Ma tra le 549 pagine del volume di Tenet, le piu’ inquietanti e ricche di rivelazioni sono in realta’ quelle di un capitolo intitolato, significativamente, ‘Vogliono cambiare la storia’. Sono dedicate ad analizzare l’operato di Al Qaida e a tentare di prevedere cosa i terroristi cercheranno di fare in futuro. Tenet ha pochi dubbi sul fatto che il loro obiettivo sia il nucleare: ‘’Sono convinto che e’ la’ che bin Laden e i suoi seguaci vogliono arrivare'’, scrive l’ex direttore della Cia. ‘’Al Qaida comprende - afferma Tenet - che le autobombe o gli attacchi con camion, treni o aerei possono dar loro senz’altro un po’ di titoli sui giornali. Ma se riescono a creare un fungo atomico, faranno storia. Un evento del genere piazzerebbe Al Qaida allo stesso livello delle superpotenze e renderebbe realta’ la minaccia di bin Laden di distruggere la nostra economia e portare la morte in ogni casa americana. Anche nei giorni piu’ bui della Guerra Fredda, potevamo contare sul fatto che i sovietici, come noi, volevano vivere. Non e’ cosi’ con i terroristi'’.
Tra le molte informazioni inedite che il libro offre sulla lotta al terrorismo, figura la rivelazione che nel 1998 seguaci di Al Qaida volevano uccidere l’allora vicepresidente Al Gore durante un viaggio in Arabia Saudita, utilizzando lanciamissili da spalla: Tenet in persona si reco’ a Riad per sventare la minaccia.

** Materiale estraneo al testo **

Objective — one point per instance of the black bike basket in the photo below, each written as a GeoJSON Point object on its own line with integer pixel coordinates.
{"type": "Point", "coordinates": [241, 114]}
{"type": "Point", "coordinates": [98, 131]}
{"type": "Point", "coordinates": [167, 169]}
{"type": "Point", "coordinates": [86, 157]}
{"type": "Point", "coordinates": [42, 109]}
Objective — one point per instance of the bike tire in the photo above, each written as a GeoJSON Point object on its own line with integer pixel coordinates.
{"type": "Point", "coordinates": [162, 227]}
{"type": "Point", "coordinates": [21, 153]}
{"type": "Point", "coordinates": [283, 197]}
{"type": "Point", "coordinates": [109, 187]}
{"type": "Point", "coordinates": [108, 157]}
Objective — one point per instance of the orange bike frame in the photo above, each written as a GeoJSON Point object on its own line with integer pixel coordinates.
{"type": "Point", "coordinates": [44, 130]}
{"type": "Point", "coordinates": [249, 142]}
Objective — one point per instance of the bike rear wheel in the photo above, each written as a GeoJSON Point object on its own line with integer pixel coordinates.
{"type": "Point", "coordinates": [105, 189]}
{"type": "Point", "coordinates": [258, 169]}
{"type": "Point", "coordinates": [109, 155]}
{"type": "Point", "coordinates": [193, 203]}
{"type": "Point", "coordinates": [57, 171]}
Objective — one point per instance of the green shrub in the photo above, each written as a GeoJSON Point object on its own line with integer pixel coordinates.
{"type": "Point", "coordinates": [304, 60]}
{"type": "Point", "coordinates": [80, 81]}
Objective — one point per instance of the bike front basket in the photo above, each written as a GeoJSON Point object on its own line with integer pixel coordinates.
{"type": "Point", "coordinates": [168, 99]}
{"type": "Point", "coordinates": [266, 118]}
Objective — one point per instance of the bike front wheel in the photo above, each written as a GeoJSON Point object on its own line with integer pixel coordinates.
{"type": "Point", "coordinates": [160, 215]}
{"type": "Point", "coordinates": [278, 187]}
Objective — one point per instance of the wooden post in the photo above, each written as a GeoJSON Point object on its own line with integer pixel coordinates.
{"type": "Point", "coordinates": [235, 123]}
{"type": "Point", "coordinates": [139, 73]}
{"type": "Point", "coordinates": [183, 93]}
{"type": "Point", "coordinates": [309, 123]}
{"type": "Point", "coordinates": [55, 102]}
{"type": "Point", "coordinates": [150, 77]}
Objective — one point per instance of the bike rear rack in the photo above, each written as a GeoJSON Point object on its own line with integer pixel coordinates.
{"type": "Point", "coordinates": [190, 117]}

Tra il 2002 e il 2003, secondo l’ex capo della Cia, sono stati inoltre scoperti vari progetti di attentati con sostanze tossiche che avrebbero dovuto essere attuati in Europa da seguaci di Abu Musab al Zarqawi, all’epoca leader di Al Qaida in Iraq. ‘’Piani del genere - scrive Tenet - sono stati sventati tra gli altri in Gran Bretagna, Francia, Spagna e Italia, e sono state salvate vite umane'’.
L’ex direttore della Cia accenna anche a un progetto di Al Qaida nell’autunno 2003 di avvelenare con il cianuro la metropolitana di New York. Il progetto sarebbe stato bloccato dal numero due dell’organizzazione, Ayman al Zawahri, che in una lettera ai seguaci spiego’ di avere in programma ‘’qualcosa di meglio'’. Per Tenet, il riferimento puo’ essere all’ interesse di Al Qaida per il nucleare, di cui la Cia ha trovato molteplici tracce nel corso degli anni, comprese quelle emerse dalle indagini sul ‘padre della bomba atomica pachistan’, A.Q.Khan.
L’ex superspia ora in pensione ricorda come Al Qaida sia stata capace di attendere otto anni tra il primo e il secondo attacco al World Trade Center, o come il cosiddetto ‘Piano Bojinka’ - l’abbattimento contemporaneo di una decina di aerei commerciali - sia riemerso l’estate scorsa in Gran Bretagna, dopo essere stato messo a punto a meta’ degli anni Novanta. ‘’I terroristi hanno una pazienza infinita'’, scrive Tenet.